Такая же «недосказанность», активизирующая читательскую мысль, присутствует у Чехова и в смысловой направленности произведения. Характерным приемом писателя является постановка идеи, не разрешенной и не разрешимой в рамках одного рассказа (например, — «почему я беден?»). При этом Чехов, отказываясь от однозначных решений, подводил тем самым читателя к сложным раздумьям о жизни.
Интеллигенция была социальной группой, наиболее близкой писателю. Представители различных ее кругов, их интересы, проблемы, психология — эти темы составляли содержание большинства его произведений. При этом ни один из писателей того времени не уделял такого внимания проблеме интеллигентности в самом широком, культурологическом смысле. Порицая современных ему интеллигентов за «вялость души» и «неустойчивость» в мыслях, Чехов определяет свой эталон интеллигентности: прежде всего, уважение к человеческой личности как таковой, поэтому настоящие интеллигенты «снисходительны, мягки, вежливы и уступчивы… Они не бунтуют из-за пропавшего молотка или резинки. Они прощают и шум и холод, и пережаренное мясо и остроты… Они не суетны. Их не занимают такие фальшивые бриллианты, как знакомство со знаменитостями… Они воспитывают в себе эстетику. Они не могут уснуть в одежде, видеть на стене щели с клопами, дышать дрянным воздухом, шагать по оплеванному полу…».[517]

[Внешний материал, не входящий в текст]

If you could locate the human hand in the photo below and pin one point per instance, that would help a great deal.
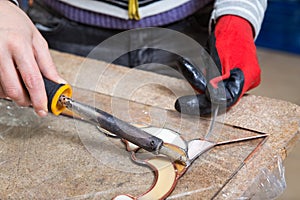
(24, 59)
(232, 48)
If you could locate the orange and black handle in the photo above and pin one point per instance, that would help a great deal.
(54, 91)
(59, 100)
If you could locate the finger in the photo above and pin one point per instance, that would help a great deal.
(194, 105)
(192, 74)
(32, 78)
(44, 60)
(11, 84)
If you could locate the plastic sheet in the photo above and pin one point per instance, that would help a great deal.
(268, 184)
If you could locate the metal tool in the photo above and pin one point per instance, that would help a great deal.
(59, 99)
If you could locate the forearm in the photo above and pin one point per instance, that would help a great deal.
(251, 10)
(15, 2)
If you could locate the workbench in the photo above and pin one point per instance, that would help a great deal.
(58, 157)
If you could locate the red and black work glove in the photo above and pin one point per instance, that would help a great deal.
(231, 46)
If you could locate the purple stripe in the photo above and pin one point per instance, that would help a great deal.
(105, 21)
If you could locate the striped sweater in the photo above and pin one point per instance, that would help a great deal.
(128, 14)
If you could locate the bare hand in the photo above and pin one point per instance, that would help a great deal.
(24, 58)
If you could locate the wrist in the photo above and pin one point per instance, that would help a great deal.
(14, 2)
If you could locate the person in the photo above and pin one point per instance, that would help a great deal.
(232, 26)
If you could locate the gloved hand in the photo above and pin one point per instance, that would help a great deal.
(24, 57)
(231, 46)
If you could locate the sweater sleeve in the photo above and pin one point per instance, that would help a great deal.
(251, 10)
(15, 2)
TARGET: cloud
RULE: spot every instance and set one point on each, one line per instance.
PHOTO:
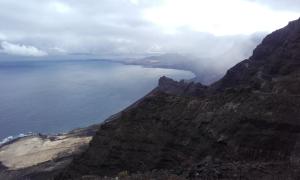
(220, 33)
(21, 50)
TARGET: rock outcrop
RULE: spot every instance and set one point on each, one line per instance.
(245, 126)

Показательно, что чеховское понимание в главных чертах адекватно современной трактовке этого понятия. В одном из наиболее фундаментальных последних исследований по истории отечественной культуры интеллигентность определяется двумя признаками: «самоответственность (то есть нравственная проверка всех своих поступков и чувство ответственности за поступки других людей, особенно близких) и самоограничение. Самоограничение — один из важнейших атрибутов интеллигента. Не брать ничего лишнего. Ограничивать себя в еде, удовольствиях, вещах… Занимать как можно меньше места и в переносном, и в прямом смысле (не стоять в проходе, мешая входу-выходу, в метро или в автобусе и не занимать, беседуя с приятелем, полтротуара)».[518]
Антитезой интеллигентности было и остается мещанство (опять — в обобщенном значении). Если для интеллигента характерно преобладание духовных интересов над материальными, то мещанская психология отличается не только стяжательскими инстинктами, но и отсутствием всякого самоограничения — «одеяло» тянется не только «на», но и «под» себя. Столь же типично для мещанства стремление уйти от любой моральной ответственности.